Company Cars - key points:
- There are two sets of company car bands - pre 6 April 2020 and post 6 April 2020
- Pre-registration cars, with emissions of more than 55g/km, there is a base charge of 16%. This increases by 1% for every 5g/km on top of the base charge.
- Post-registration cars, with emissions of more than 55g/km, the base charge is 14%.
- The maximum charge is 37% of the car’s list price.
- Diesel cars that do not meet RDE2 standards are subject to a 4% excess. Though the max charge is still 37%.
- Additional accessories are added to the list price of the car.
- An employee can contribute to the cost, the maximum that can be deducted is £5,000.
- If the employer pays for private fuel use, there is a standard charge of £24,500 x by the same CO2 % used when calculating the taxable value.
Beneficial Loans - Key points:
- The taxable value of beneficial loans in excess of £10,000 is based on the difference between the interest rate paid by the employee and the official rate - 2% in 2022/23.
- Beneficial loans below £10,000 are not taxable.
Employer accommodation - key points:
- Provided by employer - assessment on benefit of occupying property.
- Assessed on annual value of rent that could be obtained or rent actually paid if greater.
- If owned by employer and cost more than £75,000:
- Additional charge on excess of cost over £75,000 x 2%
- If acquired more than 6 years prior to being provided to employee - MV of property when first provided is used to calculate additional charge.
- Exempt from charges if:
- Necessary for performance of duties
- Helps employee perform duties eg publican
- Threat to employees security
- Furnished accommodation - additional 20% taxable benefit
Employee benefits wholly or largely exempt from tax:
- Group income protection
- Provision of meals (but not luncheon vouchers)

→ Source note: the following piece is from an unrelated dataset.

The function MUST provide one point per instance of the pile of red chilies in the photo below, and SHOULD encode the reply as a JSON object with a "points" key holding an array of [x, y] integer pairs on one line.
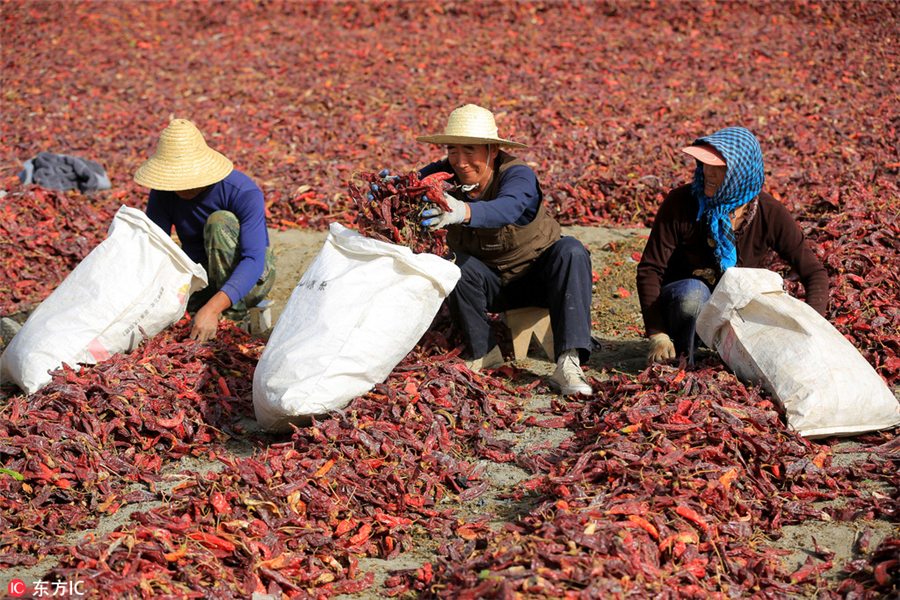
{"points": [[389, 209], [44, 234], [858, 241], [667, 490], [292, 518]]}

- Long service awards - £50/pa - min 20 years
- Mobile phone - 1 per employee
- Employer sponsored training
- Suggestion schemes - £25 or less, larger awards up to £5,000 subject to conditions
- Relocation and removal expenses - up to £8,000
- Home working - up to £6 per week without evidence
- Workplace nurseries
- Liability insurance
- Trivial benefits - under £50
- Pension advice - £500
To perform a full income tax calculation, you need to carry out ten steps:
- Establish the type of income; ADD earnings + pensions + rental income + any other income that isn’t savings or investment income.
- TO deposit interest + any other savings income
- AND to dividends
- AND life polict chargeable gains
- DEDUCT reliefs or deductions which apply to the above income types (same order)
- DEDUCT personal allowance (higher earners reduction £1 for £2)
- EXTEND basic and higher rate bands for relievable payments (non-occupational pension contirbutions, gift aid).
- Apply tax at the appropriate rates and don’t forget the starting rate band for savings income/ personal savings allowance/ div allowace.
- DEDUCT tax reducers (EIS/ SEIS/ VCT/ MCA/ marriage tax allowance)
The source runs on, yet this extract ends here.